W najnowszej książce zajmuje się kolejnym okresem w dziejach obu państw, ale analizuje w nim nie tylko postawę kręgów rządowych i dyplomatycznych. W sferze jego zainteresowań znajdują się poglądy wszystkich istotnych środowisk zaliczanych do szeroko pojmowanego obozu piłsudczykowskiego. Szczególnie znaczenie dla czynionej przez niego oceny nastrojów wobec Czechosłowacji odgrywają analizy czołowych tytułów prasowych związanych z obozem sanacyjnym, czyli m.in. „Ilustrowanego Kuriera Codziennego”, „Polski Zbrojnej” i „Gazety Polskiej”. Jak stwierdza autor, analiza prasy, zarówno codziennej, jak i bardziej elitarnych periodyków pozwala „skonfrontować stan wiedzy odbiorców prasy prorządowej z treścią dokumentów dyplomatycznych, mających ograniczony krąg odbiorców”.
Podobnie jak w okresie przed zamachem majowym, tak również pod rządami obozu piłsudczykowskiego kluczowym czynnikiem wpływającym na stosunki obu krajów była kwestia Śląska Cieszyńskiego. Autor monografii nazywa tę sprawę „grzechem pierworodnym w stosunkach między Republiką Czechosłowacką a II Rzecząpospolitą”. Zdaniem dr. Pilarskiego drugim elementem wpływającym na wzajemne relacje było postrzeganie przez Warszawę stosunków Pragi z Moskwą za potencjalnie skrajnie niebezpieczne dla Polski. „Piłsudczycy negatywnie odebrali też powstanie Małej Ententy, oceniając, że ČSR będzie chciała nadać sojuszowi antypolskie oraz antywęgierskie oblicze, oraz obawiając się osłabienia współpracy polsko-rumuńskiej” – pisze Pilarski. Czechosłowację, już od początku lat dwudziestych, oceniano jako kraj wspierający skrajne ugrupowania ukraińskie przygotowujące akty terroru wobec polskich władz.

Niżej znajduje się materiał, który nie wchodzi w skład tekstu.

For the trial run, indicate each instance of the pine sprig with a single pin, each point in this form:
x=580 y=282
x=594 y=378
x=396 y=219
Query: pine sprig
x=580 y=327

Tak zarysowany obraz wzajemnych stosunków nie może, zdaniem autora, przesłaniać ogromnych fluktuacji jakie zaistniały w postrzeganiu polityki Pragi wśród sanatorów. Autor przypomina okres zbliżenia Pragi i Warszawy w okresie po zawarciu niekorzystnej dla obu państw umowy z Locarno. To wówczas najbardziej negatywnie nastawione do Czechosłowacji czasopisma zauważały potrzebę porozumienia w opozycji do Niemiec. Również po maju 1926 r. w polskiej prasie pojawiały się głosy dopuszczające nawet powstanie sojuszu z Czechosłowacją lub szerszego porozumienia, później określanego jako przestrzeń Międzymorza. Jak podkreśla autor, zarówno okres odprężenia jak i początek wzrostu napięcia między państwami znajduje swoje odbicie w polskiej prasie i instrukcjach dyplomatycznych. Szczególnie akcentowano niechęć Czechów do Polski podczas wojny w 1920 r., ich przyjaźń z „Litwą Kowieńską” oraz ich wrogość wobec przyjaznych Polsce Węgier. Przyjazne wobec Czechosłowacji pozostały kręgi opozycyjne, które postrzegały Pragę jako ostatnią w całym regionie ostoję demokracji.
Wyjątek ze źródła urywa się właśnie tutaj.